How Smart and Well-Read was Adolf Hitler? By Stephen Hicks
One century ago, Adolf Hitler was fighting in the Great War. He was a good soldier — he would be promoted to the rank of corporal, be wounded two times, and be awarded six medals. And with him during the war he had the writings of philosopher Arthur Schopenhauer.
The image of Hitler reading Schopenhauer is startling, as one popular depiction of Hitler is of a semi-literate, semi-sane outlier who somehow lucked and manipulated his way to power in Germany. Certainly after the devastation of World War Two and the horrors of the Holocaust, it’s tempting to think that those who caused them must be close to crazy and to dismiss the possibility that educated people could be responsible.

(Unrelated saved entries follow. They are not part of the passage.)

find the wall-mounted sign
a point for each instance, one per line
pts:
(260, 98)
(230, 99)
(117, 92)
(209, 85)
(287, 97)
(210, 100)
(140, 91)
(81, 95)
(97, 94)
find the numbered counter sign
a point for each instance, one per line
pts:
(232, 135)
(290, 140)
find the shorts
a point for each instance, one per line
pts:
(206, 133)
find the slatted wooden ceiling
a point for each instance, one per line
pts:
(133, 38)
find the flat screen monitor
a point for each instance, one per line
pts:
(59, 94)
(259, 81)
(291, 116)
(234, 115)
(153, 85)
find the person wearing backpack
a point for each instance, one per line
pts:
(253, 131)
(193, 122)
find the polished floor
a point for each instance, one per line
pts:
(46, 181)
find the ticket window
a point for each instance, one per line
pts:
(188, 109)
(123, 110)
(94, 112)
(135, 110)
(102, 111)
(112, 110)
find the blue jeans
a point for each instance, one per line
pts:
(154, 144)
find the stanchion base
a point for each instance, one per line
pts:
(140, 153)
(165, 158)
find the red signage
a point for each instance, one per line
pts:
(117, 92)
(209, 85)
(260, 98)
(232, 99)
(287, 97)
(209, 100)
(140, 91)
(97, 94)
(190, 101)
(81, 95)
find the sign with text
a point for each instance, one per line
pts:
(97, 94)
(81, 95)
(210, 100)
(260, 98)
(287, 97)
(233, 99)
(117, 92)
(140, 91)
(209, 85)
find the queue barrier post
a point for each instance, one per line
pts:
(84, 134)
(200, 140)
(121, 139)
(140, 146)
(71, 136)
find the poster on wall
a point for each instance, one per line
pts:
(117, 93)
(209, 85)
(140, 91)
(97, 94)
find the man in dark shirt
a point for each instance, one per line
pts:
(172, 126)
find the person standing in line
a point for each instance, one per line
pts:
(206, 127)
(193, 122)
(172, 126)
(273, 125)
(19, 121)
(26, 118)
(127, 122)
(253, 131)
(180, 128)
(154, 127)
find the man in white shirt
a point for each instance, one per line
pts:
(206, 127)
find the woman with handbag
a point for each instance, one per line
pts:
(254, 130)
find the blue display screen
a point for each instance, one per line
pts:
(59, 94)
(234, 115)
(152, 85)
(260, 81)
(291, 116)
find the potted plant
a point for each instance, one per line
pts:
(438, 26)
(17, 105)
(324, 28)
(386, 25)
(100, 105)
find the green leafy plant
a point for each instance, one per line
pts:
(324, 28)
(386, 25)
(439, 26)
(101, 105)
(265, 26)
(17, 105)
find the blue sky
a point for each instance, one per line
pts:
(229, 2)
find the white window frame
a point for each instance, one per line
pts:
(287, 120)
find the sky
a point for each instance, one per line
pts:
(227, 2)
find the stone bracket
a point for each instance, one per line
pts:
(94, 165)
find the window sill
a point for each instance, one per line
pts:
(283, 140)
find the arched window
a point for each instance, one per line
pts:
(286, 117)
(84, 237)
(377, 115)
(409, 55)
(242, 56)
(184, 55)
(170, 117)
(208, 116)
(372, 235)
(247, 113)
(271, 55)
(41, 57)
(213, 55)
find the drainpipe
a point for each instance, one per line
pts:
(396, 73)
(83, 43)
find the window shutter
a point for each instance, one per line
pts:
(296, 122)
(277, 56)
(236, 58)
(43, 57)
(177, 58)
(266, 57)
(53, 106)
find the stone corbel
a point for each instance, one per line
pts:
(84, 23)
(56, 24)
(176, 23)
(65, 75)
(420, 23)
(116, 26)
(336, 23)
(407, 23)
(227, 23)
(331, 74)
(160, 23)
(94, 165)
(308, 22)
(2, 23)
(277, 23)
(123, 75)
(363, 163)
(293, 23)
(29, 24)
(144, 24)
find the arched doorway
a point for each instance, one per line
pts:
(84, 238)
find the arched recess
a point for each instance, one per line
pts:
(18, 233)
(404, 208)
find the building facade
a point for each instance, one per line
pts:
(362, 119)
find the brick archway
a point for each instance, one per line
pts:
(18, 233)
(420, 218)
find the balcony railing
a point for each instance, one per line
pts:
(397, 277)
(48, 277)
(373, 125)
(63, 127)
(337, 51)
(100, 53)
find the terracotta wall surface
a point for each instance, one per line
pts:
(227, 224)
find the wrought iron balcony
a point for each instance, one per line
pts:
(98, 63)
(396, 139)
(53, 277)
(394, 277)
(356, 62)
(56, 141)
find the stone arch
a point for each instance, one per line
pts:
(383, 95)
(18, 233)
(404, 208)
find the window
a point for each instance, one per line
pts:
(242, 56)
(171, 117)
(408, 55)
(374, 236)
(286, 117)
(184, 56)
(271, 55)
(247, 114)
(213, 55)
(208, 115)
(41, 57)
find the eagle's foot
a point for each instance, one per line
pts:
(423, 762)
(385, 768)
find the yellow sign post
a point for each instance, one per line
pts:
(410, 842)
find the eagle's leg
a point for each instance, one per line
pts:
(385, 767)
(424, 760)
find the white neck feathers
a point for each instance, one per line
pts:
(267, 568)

But if we are going to fully understand the causes of National Socialism and other horrors, we have to consider an unsettling possibility: Maybe those who commit them, like Hitler and his accomplices, can be highly intelligent, well educated, and think of themselves as noble idealists.
“Books, books, always books!” wrote August Kubizek, young Hitler’s teen-years friend. “I just can’t imagine Adolf without books. He had them piled up around him at home. He always had a book with him wherever he went.”
Also according to Kubizek, Hitler was registered with three libraries in Linz, Austria after the war, and spent much of his time in Vienna in the Habsburgs’ court library. “Books were his world.”
The phenomenon of bookish young men and women becoming activists for political violence is not rare.